A-Mark Prize for Misinformation and Disinformation

Download PDF for Print

The A-Mark Prize for Reporting on Misinformation and Disinformation, administered by the Los Angeles Press Club, honors and encourages outstanding journalism addressing one of the critical problems of our time.

Fearless journalism that exposes and counters untruths and the people and organizations that perpetuate them is a critical antidote to the growing problem of misinformation and disinformation To fight against the problem, the A-Mark prize will go to a piece of journalism published on any platform that excelled at examining misinformation or disinformation in the public discourse.

Entries might take on a specific instance of media manipulation, for example, examining its perpetrators and its impact. Entries can also explore possible solutions to the disinformation problem, or individuals or groups active in either perpetrating or solving it. In short, the work should delve deeply into any aspect of the troubling phenomenon in any journalistic format.

The first place winner receives $4,000 and second and third place winners receive $500 each. Eligible entries must have been published, broadcast or transmitted in Southern California, or had Southern California as the focus. For more information visit the Los Angeles Press Club.

 

2023 A-Mark Prize Recipients

An investigative news story that revealed how power utilities in Alabama and Florida manipulated local news media won the first A-Mark Prize for Reporting on Misinformation and Disinformation.

The $4,000 prize went to Miranda Green and Mario Ariza of Floodlight and David Folkenflik of National Public Radio for, “In the Southeast, power company money flows to news sites that attack their critics.”

“This team of reporters painstakingly traced the financial connections, through documents and interviews, between a consulting firm and six news sites in Alabama and Florida to show how money influenced coverage to the detriment of Alabama electric utility customers,” wrote the judges, citing the audio report as, “a prime example of what makes the A-Mark Prize so important.”

The prize was announced at the Los Angeles Press Club’s Southern California Journalism Awards annual gala on June 25, 2023, at the Millennium Biltmore Hotel in Los Angeles, Calif.

Second prize went to James Rainey of the Los Angeles Times for, “His website skewers Stockton politicians and agencies. Then one gave him a cushy job.” Sam Kestenbaum received third prize for his Rolling Stone article, “‘I Think All the Christians Get Slaughtered’: Inside the MAGA Road Show Barnstorming America.” Second and third place winners received $500 each.

To produce the winning entry, NPR joined with Floodlight, a nonprofit newsroom that investigates the powerful interests stalling climate action.

The judges wrote that their work provided, “A bright shining light on misinformation leading to apparent corruption by those who are supposed to serve the public interest.”

 

A-Mark Fellowship

The rise of digital media has unleashed a flood of inaccurate, misleading or outright fabricated information across all news platforms.

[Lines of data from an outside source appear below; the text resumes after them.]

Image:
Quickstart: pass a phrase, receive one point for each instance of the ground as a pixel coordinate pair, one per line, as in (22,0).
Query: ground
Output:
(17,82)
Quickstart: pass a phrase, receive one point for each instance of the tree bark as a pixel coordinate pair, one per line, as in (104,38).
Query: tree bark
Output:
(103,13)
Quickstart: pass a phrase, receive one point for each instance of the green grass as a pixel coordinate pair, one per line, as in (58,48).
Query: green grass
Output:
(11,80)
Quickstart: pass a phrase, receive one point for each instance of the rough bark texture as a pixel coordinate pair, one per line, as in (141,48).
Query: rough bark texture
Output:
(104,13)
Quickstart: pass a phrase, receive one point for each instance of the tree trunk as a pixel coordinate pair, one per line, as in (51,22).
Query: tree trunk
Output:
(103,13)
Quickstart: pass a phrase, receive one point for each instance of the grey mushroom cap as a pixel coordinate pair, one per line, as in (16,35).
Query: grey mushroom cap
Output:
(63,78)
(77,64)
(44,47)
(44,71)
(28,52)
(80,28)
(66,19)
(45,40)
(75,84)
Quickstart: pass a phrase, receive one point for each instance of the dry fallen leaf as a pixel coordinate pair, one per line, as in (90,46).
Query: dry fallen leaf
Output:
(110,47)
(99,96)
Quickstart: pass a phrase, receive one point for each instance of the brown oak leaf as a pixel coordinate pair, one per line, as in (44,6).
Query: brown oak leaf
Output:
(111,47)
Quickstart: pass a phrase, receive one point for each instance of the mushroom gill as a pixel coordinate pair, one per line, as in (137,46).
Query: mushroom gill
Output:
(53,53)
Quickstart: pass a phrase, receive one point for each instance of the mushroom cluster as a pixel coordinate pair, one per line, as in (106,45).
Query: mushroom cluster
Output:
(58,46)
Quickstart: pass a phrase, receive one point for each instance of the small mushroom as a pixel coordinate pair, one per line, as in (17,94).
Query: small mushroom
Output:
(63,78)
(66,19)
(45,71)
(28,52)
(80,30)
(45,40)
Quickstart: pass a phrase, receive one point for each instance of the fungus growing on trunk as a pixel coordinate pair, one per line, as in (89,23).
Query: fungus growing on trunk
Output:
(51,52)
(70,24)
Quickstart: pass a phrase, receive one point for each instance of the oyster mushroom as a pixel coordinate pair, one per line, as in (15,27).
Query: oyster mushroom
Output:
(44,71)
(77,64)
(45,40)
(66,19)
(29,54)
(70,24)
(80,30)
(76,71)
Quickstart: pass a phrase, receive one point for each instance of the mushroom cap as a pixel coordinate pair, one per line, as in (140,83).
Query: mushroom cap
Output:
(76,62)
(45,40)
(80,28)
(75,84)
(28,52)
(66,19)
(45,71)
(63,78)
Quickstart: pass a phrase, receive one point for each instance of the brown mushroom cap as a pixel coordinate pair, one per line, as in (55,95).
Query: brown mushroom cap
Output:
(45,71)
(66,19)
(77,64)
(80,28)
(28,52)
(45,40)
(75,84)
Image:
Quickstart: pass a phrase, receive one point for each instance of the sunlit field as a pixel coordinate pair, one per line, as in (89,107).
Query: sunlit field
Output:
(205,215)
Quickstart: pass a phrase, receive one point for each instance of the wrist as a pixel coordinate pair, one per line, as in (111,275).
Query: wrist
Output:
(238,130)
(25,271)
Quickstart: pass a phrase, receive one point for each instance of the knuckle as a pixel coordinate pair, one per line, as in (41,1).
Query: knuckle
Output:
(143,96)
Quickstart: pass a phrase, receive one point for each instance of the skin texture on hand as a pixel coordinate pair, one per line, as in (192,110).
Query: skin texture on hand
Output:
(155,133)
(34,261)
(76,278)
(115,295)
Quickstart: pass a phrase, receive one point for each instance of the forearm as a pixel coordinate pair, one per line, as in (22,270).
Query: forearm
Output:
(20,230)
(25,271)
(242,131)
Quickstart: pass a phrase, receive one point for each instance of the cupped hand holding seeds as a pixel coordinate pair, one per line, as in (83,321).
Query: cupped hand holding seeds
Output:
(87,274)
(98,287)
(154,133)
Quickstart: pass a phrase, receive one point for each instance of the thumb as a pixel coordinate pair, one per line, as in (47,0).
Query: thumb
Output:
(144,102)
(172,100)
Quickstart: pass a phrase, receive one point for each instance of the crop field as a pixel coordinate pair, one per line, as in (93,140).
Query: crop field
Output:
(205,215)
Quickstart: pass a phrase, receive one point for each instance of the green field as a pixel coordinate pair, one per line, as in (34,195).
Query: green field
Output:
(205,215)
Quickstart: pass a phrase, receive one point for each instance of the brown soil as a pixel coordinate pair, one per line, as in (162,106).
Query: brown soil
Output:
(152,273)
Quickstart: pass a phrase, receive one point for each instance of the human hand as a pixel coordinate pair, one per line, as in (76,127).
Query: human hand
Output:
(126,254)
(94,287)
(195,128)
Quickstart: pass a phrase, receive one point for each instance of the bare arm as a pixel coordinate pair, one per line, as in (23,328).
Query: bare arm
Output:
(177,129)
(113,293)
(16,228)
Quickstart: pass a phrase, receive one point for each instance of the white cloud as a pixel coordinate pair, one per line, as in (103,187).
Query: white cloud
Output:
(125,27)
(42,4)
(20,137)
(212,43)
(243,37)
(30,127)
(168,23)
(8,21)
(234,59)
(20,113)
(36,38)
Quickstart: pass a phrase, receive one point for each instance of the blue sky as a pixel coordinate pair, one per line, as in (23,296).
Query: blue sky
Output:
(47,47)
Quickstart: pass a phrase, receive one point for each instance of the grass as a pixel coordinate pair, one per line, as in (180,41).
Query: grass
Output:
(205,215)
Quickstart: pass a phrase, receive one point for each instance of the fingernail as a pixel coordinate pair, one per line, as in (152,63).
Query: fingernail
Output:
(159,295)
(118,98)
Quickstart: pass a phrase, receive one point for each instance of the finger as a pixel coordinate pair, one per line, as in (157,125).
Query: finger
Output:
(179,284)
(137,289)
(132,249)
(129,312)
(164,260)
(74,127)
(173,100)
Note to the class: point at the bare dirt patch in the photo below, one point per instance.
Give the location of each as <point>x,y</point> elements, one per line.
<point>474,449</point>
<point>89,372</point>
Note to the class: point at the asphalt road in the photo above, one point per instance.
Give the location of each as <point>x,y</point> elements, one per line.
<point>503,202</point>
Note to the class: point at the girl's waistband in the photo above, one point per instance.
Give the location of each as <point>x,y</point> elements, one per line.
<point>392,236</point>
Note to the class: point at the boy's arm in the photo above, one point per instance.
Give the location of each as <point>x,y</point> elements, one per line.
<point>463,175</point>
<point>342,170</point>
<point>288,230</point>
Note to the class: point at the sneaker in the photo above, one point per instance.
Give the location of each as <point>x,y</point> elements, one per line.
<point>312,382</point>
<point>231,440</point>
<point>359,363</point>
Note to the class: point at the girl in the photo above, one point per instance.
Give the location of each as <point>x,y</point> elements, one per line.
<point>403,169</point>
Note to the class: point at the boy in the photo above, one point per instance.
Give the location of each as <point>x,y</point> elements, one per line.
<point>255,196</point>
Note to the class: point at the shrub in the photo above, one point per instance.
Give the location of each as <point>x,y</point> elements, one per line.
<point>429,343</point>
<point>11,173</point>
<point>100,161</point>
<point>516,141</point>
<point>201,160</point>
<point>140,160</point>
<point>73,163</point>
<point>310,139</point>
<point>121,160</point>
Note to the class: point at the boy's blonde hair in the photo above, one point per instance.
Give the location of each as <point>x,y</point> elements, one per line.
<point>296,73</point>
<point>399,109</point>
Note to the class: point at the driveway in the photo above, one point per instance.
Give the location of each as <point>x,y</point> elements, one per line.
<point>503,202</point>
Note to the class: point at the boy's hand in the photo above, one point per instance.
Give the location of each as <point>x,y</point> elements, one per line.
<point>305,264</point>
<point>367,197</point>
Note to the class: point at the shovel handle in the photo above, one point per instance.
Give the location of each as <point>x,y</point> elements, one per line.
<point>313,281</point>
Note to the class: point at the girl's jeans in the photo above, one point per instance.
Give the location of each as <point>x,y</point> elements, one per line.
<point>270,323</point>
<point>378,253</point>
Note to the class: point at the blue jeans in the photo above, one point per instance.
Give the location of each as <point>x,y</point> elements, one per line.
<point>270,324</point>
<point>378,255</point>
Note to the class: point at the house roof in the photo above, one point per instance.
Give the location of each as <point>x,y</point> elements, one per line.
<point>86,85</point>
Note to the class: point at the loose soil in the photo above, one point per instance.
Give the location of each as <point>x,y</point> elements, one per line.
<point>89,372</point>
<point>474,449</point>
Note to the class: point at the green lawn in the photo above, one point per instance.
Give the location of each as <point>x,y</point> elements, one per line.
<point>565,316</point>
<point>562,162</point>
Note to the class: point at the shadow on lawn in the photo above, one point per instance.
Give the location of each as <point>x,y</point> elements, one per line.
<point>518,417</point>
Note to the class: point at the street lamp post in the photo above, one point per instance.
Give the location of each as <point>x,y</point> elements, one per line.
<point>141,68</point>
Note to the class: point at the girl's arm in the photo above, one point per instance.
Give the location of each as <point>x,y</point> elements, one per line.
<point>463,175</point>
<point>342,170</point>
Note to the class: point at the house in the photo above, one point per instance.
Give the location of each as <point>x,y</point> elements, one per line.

In the past two years alone, we’ve seen the spread of lies about the 2020 election, falsehoods perpetrated during the COVID-19 pandemic, climate-change denialism and conspiracy theories that single out specific individuals or minority groups with baseless and damaging claims.

A critical antidote to this growing problem is serious, persistent and fearless journalism that exposes and counters these untruths and the people and organizations that perpetuate them.

The Santa Monica-based, non-partisan A-Mark Foundation has joined with the Los Angeles Press Club to award grants of up to $2,500 to journalists for stories focussing on misinformation and disinformation.

Our goal is to facilitate stories that expose the larger problem of fake news, explore specific instances of misinformation and disinformation in social and news media and hold perpetrators of misleading news accountable.

While we will give special consideration to L.A.-based stories, we will accept statewide, national and international topics.

 

2023 A-Mark Fellowship Recipients

OLGA GRIGORYANTS
A reporter for the Los Angeles Daily News and Southern California News Group, Grigoryants will use research and data to report on the impact of the Kremlin’s wartime propaganda and disinformation campaign on Russian-speaking immigrants in Southern California.

SAM KESTENBAUM
Sam Kestenbaum will be producing a multipart narrative podcast covering a topic at the intersection of religion-fueled disinformation, conspiracy theories and celebrity culture. Kestenbaum is a journalist covering religion in America. His work appears in The New York Times, the Washington Post and Rolling Stone, among other outlets, and has recently been anthologized in a Routledge series on religion. His reporting has won the Wilbur Award for magazine writing, the Rockower Award for Excellence in Feature Writing, and top awards from the Society for Features Journalism and the Silurians Press Club.